A Notable Account of the History of Scandinavian Airlines

When most airlines start out, it is usually a rough and difficult journey, but not for Scandinavian Airlines. We are referring to the available passenger air carrier resources brought to the table by the founding partners. Despite this, most of their successes came from shrewd business practices and marketing decisions. Their combined years of experience in the aviation industry allowed them to become a profitable company. Their good results, and their ability to manifest what they focused upon, had to do with taking chances at the right moments in time. This article will discuss specific aspects of Scandinavian Airlines.

If you fly quite a bit, you probably have noticed that each airline has the flag of their country of origin. This aviation tradition is rooted perhaps from a sense of pride that is natural and understandable. The business foundation of Scandinavian Airlines is rooted in cooperation and sharing. A strong spoke in the wheel, Norway is part owner in this major airline. Similar to many larger corporations, this airline is privately funded as well as publicly owned. Throughout all of Scandinavia, SAS is the largest air carrier in the region. The airline owns a fleet of 198 aircraft and flies to almost 180 destinations around the world in 30 countries.

One feature a majority of airlines share is their predisposition to have aggressive investor and ownership portfolios. Considering how formidable handling the financial operations of an airline is, this comes as no surprise. So once again, but in the 90s, SAS endured more changes with ownership and financial investment holdings. Even so, SAS additionally acquired some other airlines. The bought a 95% interest in Spanair, Spain’s second largest air carrier, as well as Air Greenland. SAS signed an agreement with a Catalonian group to divest more than 80% of its holdings in Spanair.

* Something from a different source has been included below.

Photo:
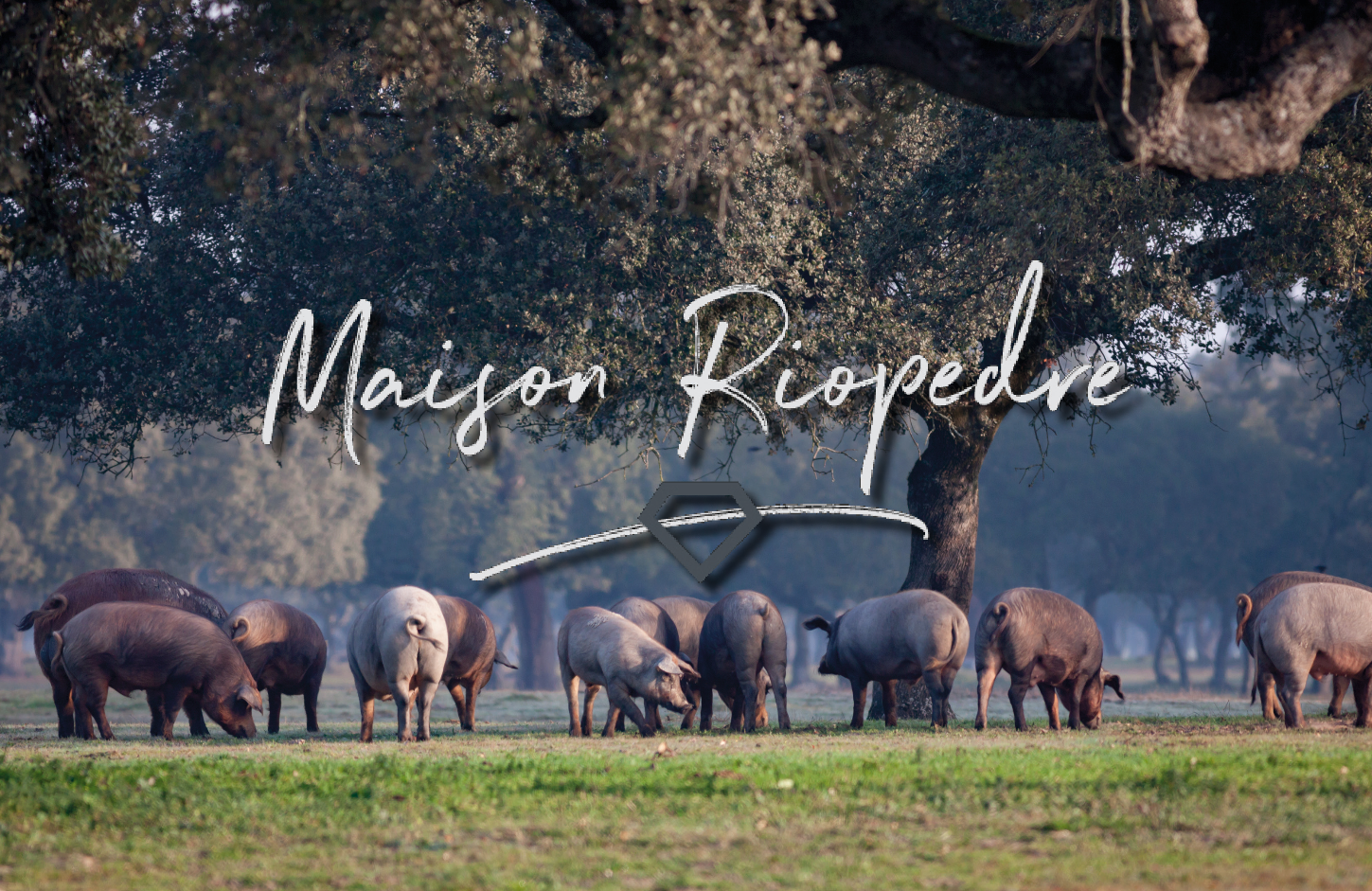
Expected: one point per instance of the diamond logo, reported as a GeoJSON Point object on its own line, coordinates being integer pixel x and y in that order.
{"type": "Point", "coordinates": [668, 490]}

We are not shy about discussing the smart moves SAS has made over the last several decades. But let’s not forget about code sharing agreements with non-alliance airlines. This simply means a legally binding agreement is created between two airlines to the benefit of each. Passengers from each airline can fly on the other and the revenue is passed on to the parent company ticket holder. A few of the airlines committed to these agreements include United Airlines, Lufthansa and Austrian Airlines. Another common occurrence with code sharing is called schedule integration which means fewer missed flights due to connection mishaps. Scandinavia Airlines, being owned and operated by three different but adjacent countries can be challenging at times. Despite the obvious complications that could arise, this company continues to do what it has from the start. Despite its obvious differences with how other airlines are managed, it does well with this precise format. This company has many business contracts that make it stable and productive like never before.